EDPS publishes outcome of own-initiative investigation into EU institutions’ use of Microsoft products and services

July 5, 2020

The EDPS has issued a Public Paper setting out the issues raised by its own-initiative investigation into the use of Microsoft goods and services by European institutions. The EDPS said that its findings and recommendations from the investigation are likely to be of wider interest than just to the EU institutions: they may be of particular interest to all public authorities in EU/EEA member states.  They may help when contracting ICT services, because of the similarities between the GDPR and Regulation (EU) 2018/1725 which applies to the EU institutions.

The EDPS Strategy 2020-2024 highlighted digital sovereignty as a key part of the strategy and the Public Paper emphasises that when public administrations enter into contractual relationships with ICT service providers, the terms of these contracts should reinforce the EU institutions’ control over how and why personal data is processed. Therefore, the EDPS recommends that the roles and responsibilities of data processors and sub-processors should be clearly defined and monitored to minimise risks for the privacy of individuals.

The EDPS assessed the compliance of the licensing agreement between Microsoft and the EU institutions against the requirements set out in Regulation (EU) 2018/1725. 

Key findings of the report

First, the licensing agreement between Microsoft and the EU institutions allowed Microsoft to define and change the parameters of its processing activities carried out on behalf of EU institutions and contractual data protection obligations. The discretion that Microsoft had, amounted to a broad right for Microsoft to act as a controller. Given the EU institutions’ role as public service institutions, the EDPS does not consider this to be appropriate. The EDPS recommend to EU institutions that they act to retain controllership.

Second, EU institutions need to put in place a comprehensive and compliant controller-processor agreement and documented instructions of the EU institutions to the processors. Their lack of control over which sub-processors Microsoft used and lack of meaningful audit rights also present significant issues. The EDPS has made recommendations on how to improve the controller-processor agreement and put robust audit checks in place.

Third, a number of linked issues exist, concerning data location, international transfers and the risk of unlawful disclosure of data. EU institutions are unable to control the location of a large portion of the data processed by Microsoft. Nor have they properly controlled what is transferred out of the EU/EEA and how.
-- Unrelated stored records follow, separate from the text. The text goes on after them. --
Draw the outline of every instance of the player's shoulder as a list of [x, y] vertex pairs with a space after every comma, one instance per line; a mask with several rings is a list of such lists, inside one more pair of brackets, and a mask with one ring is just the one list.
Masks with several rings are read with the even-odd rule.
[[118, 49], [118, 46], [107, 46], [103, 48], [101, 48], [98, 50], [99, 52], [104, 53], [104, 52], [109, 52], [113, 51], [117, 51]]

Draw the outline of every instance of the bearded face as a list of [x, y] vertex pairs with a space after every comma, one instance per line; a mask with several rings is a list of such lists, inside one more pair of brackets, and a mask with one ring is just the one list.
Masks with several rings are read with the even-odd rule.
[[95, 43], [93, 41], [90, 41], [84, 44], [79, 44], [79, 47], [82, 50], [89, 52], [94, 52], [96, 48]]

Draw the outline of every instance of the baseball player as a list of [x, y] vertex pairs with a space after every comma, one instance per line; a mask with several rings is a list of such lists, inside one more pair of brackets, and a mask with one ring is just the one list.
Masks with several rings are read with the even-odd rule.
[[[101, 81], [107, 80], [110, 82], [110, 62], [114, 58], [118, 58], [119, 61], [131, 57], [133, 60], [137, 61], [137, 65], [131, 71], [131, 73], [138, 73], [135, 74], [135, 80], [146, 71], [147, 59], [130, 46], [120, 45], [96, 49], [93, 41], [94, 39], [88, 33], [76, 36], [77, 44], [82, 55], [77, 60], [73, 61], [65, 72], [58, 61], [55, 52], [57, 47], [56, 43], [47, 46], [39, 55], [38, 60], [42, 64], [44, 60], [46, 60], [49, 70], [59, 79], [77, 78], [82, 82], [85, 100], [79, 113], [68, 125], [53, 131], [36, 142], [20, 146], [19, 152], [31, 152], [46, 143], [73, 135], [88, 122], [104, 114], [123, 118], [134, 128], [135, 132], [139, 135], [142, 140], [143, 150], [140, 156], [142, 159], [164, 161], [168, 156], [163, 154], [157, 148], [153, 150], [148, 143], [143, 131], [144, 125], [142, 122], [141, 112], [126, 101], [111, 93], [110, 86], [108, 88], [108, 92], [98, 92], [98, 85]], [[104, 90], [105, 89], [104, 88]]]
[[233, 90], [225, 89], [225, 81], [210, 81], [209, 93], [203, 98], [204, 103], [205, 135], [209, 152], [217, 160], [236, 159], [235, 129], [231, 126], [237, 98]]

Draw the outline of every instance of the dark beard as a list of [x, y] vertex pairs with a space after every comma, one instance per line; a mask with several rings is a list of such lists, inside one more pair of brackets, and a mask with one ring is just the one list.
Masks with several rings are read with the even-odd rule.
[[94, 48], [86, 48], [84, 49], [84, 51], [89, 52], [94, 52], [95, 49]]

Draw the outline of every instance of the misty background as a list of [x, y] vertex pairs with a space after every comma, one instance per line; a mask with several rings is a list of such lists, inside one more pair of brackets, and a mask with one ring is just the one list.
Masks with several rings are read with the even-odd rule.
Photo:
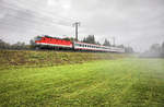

There is also a lack of proper safeguards to protect data that leaves the EU/EEA. EU institutions also had few guarantees at their disposal to defend their privileges and immunities and ensure that Microsoft would only disclose personal data to the extent permitted by EU law. The EDPS has made recommendations to assist EU institutions in addressing these issues.

Fourth, the EDPS considered the technical measures that the European Commission had put in place to stem the flow of personal data generated by Microsoft products and services and sent to Microsoft. The EDPS recommends that all EU institutions perform tests using a revised and comprehensive approach, share among them the knowledge and technical solutions they developed to prevent unauthorised data flows to Microsoft and inform each other of any data protection issues they identify with the products or services.

Finally, the EU institutions have insufficient clarity as to the nature, scope and purposes of the processing and the risks to data subjects to be able to meet their transparency obligations towards data subjects. The EDPS recommends that EU institutions seek the clarity and assurances allowing them to keep data subjects properly informed.